Airlines for America, or A4A, an industry trade organization, lauded the bill’s passage, saying that Congress recognized that the EU ETS “violates international law and U.S. sovereignty” and is “counterproductive to U.S. airlines’ ongoing efforts to invest in the technology, operations and infrastructure measures that enhance fuel efficiency and reduce emissions.”
"EU ETS violates U.S. sovereignty and will not do what it purports to as the funds do not have to be used for environmental protection," said A4A President and CEO Nicholas E. Calio. "There is a better way to improve the environmental efficiency of the airline industry, and U.S.-based carriers are already leading those efforts."
Calio said A4A strongly supports efforts toward a global framework provisionally adopted by ICAO in 2010, which includes an industry commitment to a 1.5 percent annual average fuel-efficiency improvement through 2020 and carbon neutral growth thereafter.

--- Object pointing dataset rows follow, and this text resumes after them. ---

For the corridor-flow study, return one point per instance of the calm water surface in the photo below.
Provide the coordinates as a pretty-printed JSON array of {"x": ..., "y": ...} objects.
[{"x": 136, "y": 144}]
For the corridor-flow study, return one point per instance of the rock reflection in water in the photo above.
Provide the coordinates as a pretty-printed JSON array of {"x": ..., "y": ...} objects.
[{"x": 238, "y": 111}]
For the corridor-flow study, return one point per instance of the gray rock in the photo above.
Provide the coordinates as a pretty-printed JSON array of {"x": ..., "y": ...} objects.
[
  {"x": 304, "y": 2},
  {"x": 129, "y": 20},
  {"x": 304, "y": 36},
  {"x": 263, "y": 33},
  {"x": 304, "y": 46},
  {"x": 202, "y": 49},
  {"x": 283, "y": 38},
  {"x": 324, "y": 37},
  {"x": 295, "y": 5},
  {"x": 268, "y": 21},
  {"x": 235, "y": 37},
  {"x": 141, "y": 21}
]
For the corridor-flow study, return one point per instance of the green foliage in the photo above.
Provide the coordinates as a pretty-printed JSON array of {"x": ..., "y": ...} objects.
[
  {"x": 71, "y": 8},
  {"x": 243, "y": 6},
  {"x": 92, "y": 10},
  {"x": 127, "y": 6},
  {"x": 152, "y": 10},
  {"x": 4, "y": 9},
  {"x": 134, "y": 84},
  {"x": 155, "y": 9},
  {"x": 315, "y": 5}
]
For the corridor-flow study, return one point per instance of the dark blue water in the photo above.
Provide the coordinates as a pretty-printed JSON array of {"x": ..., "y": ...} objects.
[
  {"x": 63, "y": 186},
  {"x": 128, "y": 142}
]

A4A further claims U.S. airlines improved their fuel efficiency by 120 percent over the past three decades at the equivalent of taking 22 million cars off the road in each of those years.

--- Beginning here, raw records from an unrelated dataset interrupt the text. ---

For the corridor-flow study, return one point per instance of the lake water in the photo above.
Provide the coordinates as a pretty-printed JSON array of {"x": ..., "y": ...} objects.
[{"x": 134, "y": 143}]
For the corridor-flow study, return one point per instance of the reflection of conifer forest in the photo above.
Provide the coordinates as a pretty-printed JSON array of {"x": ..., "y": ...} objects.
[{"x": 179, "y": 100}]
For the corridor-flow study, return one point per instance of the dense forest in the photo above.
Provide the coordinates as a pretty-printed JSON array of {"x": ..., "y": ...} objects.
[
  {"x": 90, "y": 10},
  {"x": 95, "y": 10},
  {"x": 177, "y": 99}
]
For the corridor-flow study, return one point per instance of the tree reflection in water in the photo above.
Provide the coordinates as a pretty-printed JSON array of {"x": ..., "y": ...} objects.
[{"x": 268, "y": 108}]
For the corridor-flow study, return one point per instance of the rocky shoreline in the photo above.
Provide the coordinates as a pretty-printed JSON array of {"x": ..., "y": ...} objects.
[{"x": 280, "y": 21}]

Keya Chatterjee, director of international climate policy at the World Wildlife Fund, or WWF, does not see things in the same light. She calls the measure an anti-climate action bill.

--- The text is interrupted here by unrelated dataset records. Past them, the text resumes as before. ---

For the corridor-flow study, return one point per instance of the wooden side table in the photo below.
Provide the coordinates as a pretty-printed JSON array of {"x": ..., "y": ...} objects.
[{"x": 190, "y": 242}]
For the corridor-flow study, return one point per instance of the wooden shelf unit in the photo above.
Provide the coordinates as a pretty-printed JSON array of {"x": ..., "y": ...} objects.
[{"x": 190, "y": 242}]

“This is the first post-election, post-Sandy climate test for the U.S. government,” she said. “The president’s slogan for the campaign was ‘Forward,’ but this bill would certainly take us backward on the issue of addressing climate change.”
WWF has called on Obama to veto the bill.
“Progress is being made to regulate carbon pollution from aviation through the U.N.’s International Civil Aviation Organization, but far too slowly,” Chatterjee said. “This week, the EU has shown flexibility to help speed up that process, and the U.S. Congress responded by passing a counterproductive bill that turns its back on the olive branch extended by the EU.”
The White House has not yet said whether it supports or opposes the bill, though both Secretary of State Hillary Clinton and Transportation Secretary Ray LaHood have called the EU’s policy misguided. Many lawmakers argued that the EU ETS violates U.S. sovereignty, enforces charges on emissions discharged over the U.S. and Atlantic en route to European destinations and would cost carriers $3.1 billion by 2020.
Other countries such as China and Russia have also opposed it and have taken retaliatory action.
The EU standard, which went into effect in January, mandates that airlines obtain allowances for each ton of carbon dioxide emitted during a flight to or from most European airports. Any international carrier that emits more than they’re allowed can purchase additional allowances on an open market. Payments for the scheme were to have started next April, a date now extended due to the announcement Monday.
Though U.S. lawmakers welcomed the EU’s change of tone, they argued it was still necessary for Congress to pass the bill to ensure that U.S. carriers will not get taxed by the EU in the future.
Now, it’s up to Obama to decide whether or not to sign it into law.